ISIDOOR is, anders dan de schrijfwijze in capslock wellicht doet vermoeden, geen toevallige afkorting zoals CERT of OKTT. Het is een verwijzing naar Isidorus van Sevilla, de beschermheilige van het internet. De derde editie van de grootste nationale cybercrisisoefening werd door omstandigheden een aantal malen uitgesteld, maar vond in juni 2021 uiteindelijk plaats. We spraken met twee experts die nauw betrokken waren bij de voorbereiding, uitvoering en evaluatie van ISIDOOR 2021.
Wat is ISIDOOR en waarom is ISIDOOR belangrijk?
Kees: ‘ISIDOOR is voor zover ik weet de enige nationale cybercrisisoefening. In ISIDOOR oefent een groot deel van het cyberlandschap gezamenlijk op cybersecurity. Dat landschap is de afgelopen jaren wel wat breder geworden en de oefening dus ook. Inmiddels doen er bijna 100 organisaties mee. Het is een unieke kans om veel organisaties te laten samenwerken op een thema dat steeds belangrijker wordt.
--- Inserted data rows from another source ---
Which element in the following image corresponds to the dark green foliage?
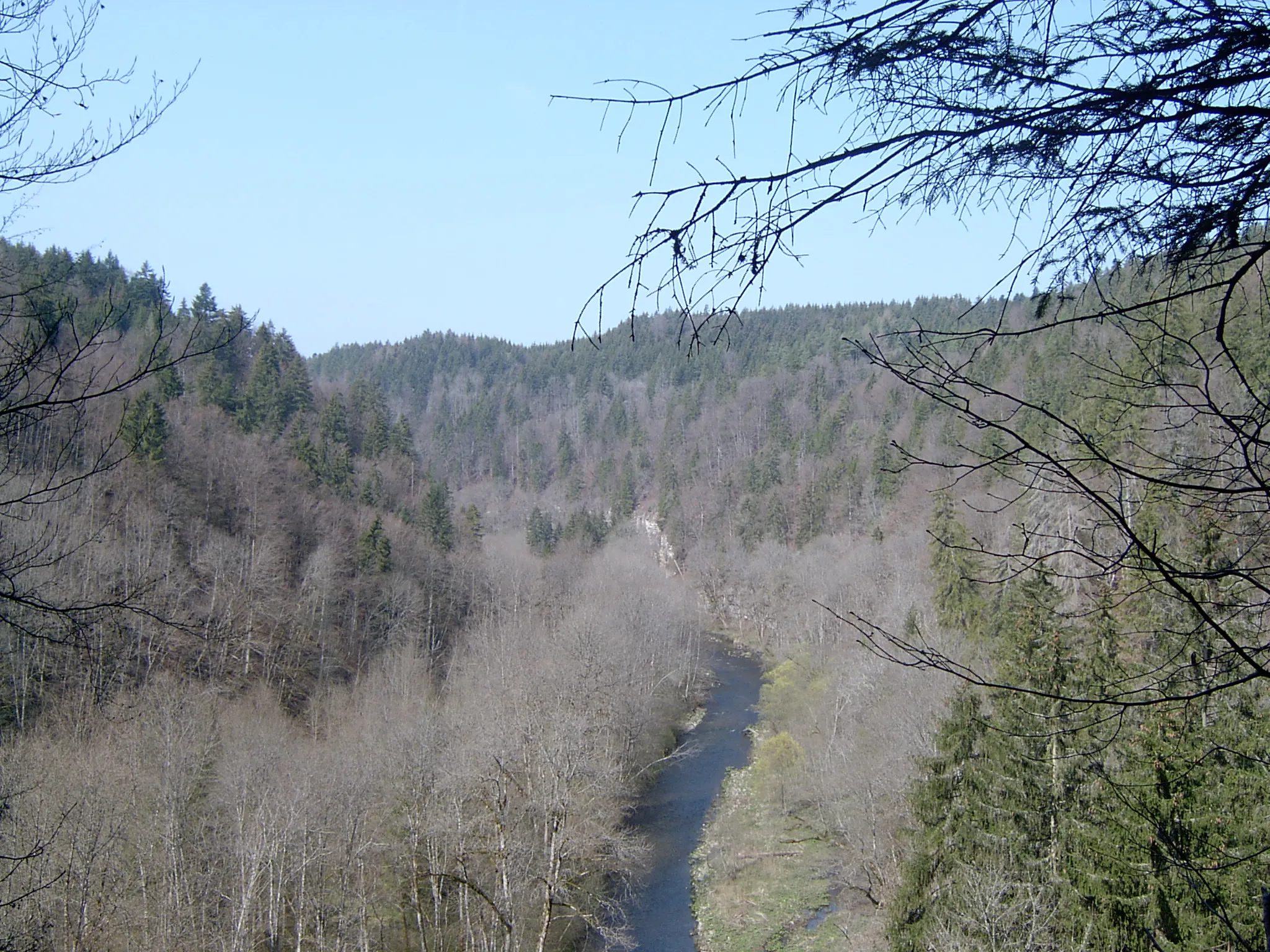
[357,515,393,574]
[462,503,485,544]
[561,509,608,551]
[417,480,455,552]
[120,390,167,464]
[525,506,556,556]
[613,456,636,519]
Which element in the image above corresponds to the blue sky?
[17,0,1031,353]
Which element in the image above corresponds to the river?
[626,640,762,952]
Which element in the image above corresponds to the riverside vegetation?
[0,244,1270,952]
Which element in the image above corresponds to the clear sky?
[17,0,1031,353]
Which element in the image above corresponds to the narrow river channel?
[626,640,762,952]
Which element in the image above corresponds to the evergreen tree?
[418,478,455,552]
[525,506,556,556]
[189,281,220,322]
[120,390,167,464]
[464,503,485,544]
[357,515,393,574]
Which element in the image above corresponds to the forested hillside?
[0,233,1270,951]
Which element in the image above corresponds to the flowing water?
[626,641,762,952]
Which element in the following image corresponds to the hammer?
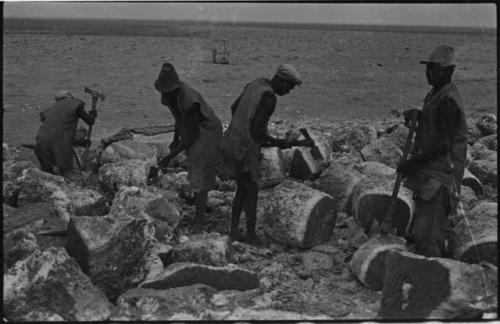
[83,87,106,170]
[299,128,323,160]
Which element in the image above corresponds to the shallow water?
[3,22,497,144]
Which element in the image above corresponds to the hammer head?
[84,87,106,101]
[299,128,323,160]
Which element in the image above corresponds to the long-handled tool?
[82,87,106,170]
[298,128,323,160]
[380,118,417,234]
[72,147,85,187]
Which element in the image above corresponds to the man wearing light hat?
[155,63,222,231]
[386,46,467,257]
[218,64,312,244]
[35,91,97,178]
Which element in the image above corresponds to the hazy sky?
[4,1,496,27]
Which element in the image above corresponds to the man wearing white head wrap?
[35,91,97,177]
[217,64,313,244]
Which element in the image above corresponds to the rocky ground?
[3,112,497,321]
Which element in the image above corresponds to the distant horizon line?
[3,16,497,30]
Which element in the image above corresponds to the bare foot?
[246,235,267,247]
[193,219,207,233]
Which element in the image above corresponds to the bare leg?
[245,180,259,242]
[230,175,248,240]
[194,191,208,232]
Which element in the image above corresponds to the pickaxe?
[294,128,323,160]
[378,114,417,235]
[82,87,106,170]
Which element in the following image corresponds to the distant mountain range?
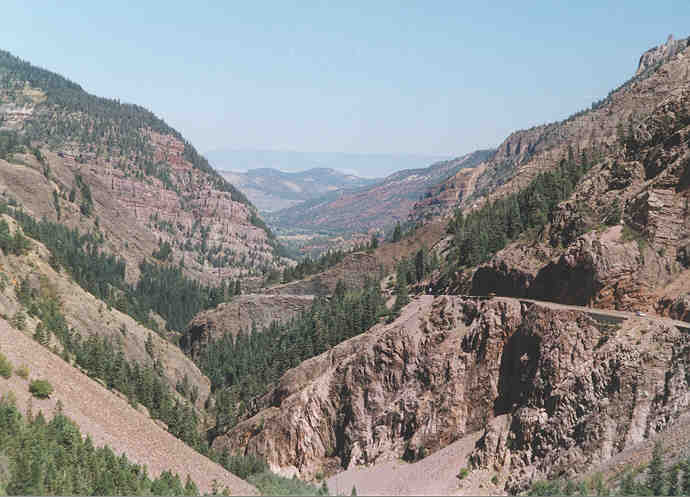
[260,150,494,235]
[221,168,381,212]
[205,149,451,178]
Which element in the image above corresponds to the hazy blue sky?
[0,0,690,166]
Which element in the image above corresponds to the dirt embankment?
[0,319,258,495]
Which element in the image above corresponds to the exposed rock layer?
[214,296,690,491]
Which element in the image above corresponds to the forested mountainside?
[266,150,493,234]
[0,52,281,285]
[438,37,690,316]
[221,168,380,212]
[413,34,688,219]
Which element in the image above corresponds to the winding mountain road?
[462,295,690,331]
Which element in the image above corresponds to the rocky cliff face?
[635,35,690,76]
[180,294,313,358]
[214,296,690,491]
[472,51,690,309]
[266,151,491,237]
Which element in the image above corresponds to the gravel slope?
[0,319,258,495]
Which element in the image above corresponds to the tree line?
[447,148,592,267]
[197,280,384,439]
[0,203,235,330]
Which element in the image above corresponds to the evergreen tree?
[392,222,402,243]
[645,442,664,495]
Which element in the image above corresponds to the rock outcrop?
[472,69,690,310]
[214,296,690,491]
[264,252,381,296]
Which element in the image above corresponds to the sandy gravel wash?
[0,319,258,495]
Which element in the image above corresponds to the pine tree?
[645,442,664,495]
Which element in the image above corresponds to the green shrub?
[29,380,53,399]
[247,471,328,495]
[0,352,12,378]
[16,364,29,380]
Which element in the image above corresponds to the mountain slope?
[221,168,379,212]
[0,52,279,283]
[266,150,493,233]
[414,35,688,218]
[440,36,690,315]
[215,296,690,492]
[0,319,258,495]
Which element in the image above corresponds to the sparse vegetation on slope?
[0,397,199,495]
[448,149,592,266]
[527,444,690,495]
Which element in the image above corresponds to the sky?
[0,0,690,175]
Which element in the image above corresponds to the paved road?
[456,295,690,331]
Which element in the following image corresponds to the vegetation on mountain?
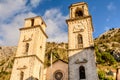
[0,28,120,80]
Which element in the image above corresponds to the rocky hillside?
[0,28,120,80]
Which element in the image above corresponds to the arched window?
[54,70,63,80]
[25,43,29,52]
[20,71,24,80]
[75,8,83,17]
[77,34,83,48]
[79,66,86,79]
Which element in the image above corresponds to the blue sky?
[0,0,120,46]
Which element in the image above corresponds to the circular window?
[54,71,63,80]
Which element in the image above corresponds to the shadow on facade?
[26,76,38,80]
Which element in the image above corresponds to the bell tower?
[10,16,47,80]
[66,2,97,80]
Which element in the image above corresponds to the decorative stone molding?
[17,65,27,70]
[75,59,88,64]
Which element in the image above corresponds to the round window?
[54,71,63,80]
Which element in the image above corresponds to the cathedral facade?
[10,2,98,80]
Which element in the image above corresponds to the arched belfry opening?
[75,8,83,18]
[77,34,83,48]
[79,66,86,80]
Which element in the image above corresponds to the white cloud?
[43,9,68,42]
[107,2,116,11]
[0,0,41,45]
[104,27,110,31]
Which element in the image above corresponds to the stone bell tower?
[10,16,47,80]
[66,2,97,80]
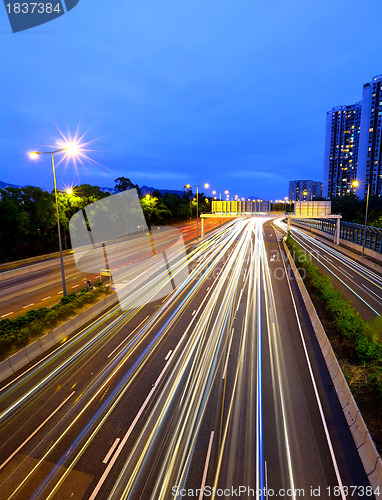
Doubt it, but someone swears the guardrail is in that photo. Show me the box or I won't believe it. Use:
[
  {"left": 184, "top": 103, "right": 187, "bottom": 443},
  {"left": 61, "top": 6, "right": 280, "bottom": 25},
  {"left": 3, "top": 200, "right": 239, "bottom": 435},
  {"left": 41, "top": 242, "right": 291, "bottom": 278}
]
[
  {"left": 283, "top": 239, "right": 382, "bottom": 499},
  {"left": 298, "top": 219, "right": 382, "bottom": 253}
]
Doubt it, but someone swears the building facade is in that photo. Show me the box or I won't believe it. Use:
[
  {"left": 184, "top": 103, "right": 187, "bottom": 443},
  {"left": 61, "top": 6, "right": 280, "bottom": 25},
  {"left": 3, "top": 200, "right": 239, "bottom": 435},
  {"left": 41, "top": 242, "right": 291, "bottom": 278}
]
[
  {"left": 323, "top": 75, "right": 382, "bottom": 198},
  {"left": 356, "top": 75, "right": 382, "bottom": 198},
  {"left": 323, "top": 102, "right": 361, "bottom": 198},
  {"left": 289, "top": 180, "right": 322, "bottom": 201}
]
Andere momenten om op deze manier die samenwerking te testen zijn er niet, tenzij er een echte crisis is.’
ISIDOOR is een grootschalige oefening van een cybercrisis met maatschappij ontwrichtende gevolgen, georganiseerd door het NCSC en de NCTV, in samenwerking met het COT en Fox-IT. Tijdens ISIDOOR worden afspraken, structuren en processen uit het Nationaal Crisisplan Digitaal (NCP-Digitaal) beoefend. De Rijksoverheid oefent met organisaties binnen de vitale infrastructuur aan de hand van een crisisscenario. Daarnaast nemen aan ISIDOOR een aantal veiligheidsregio’s en spelers uit het Landelijk Dekkend Stelsel deel. Door te oefenen kan er tijdens een echte digitale crisis sneller en adequater gehandeld worden.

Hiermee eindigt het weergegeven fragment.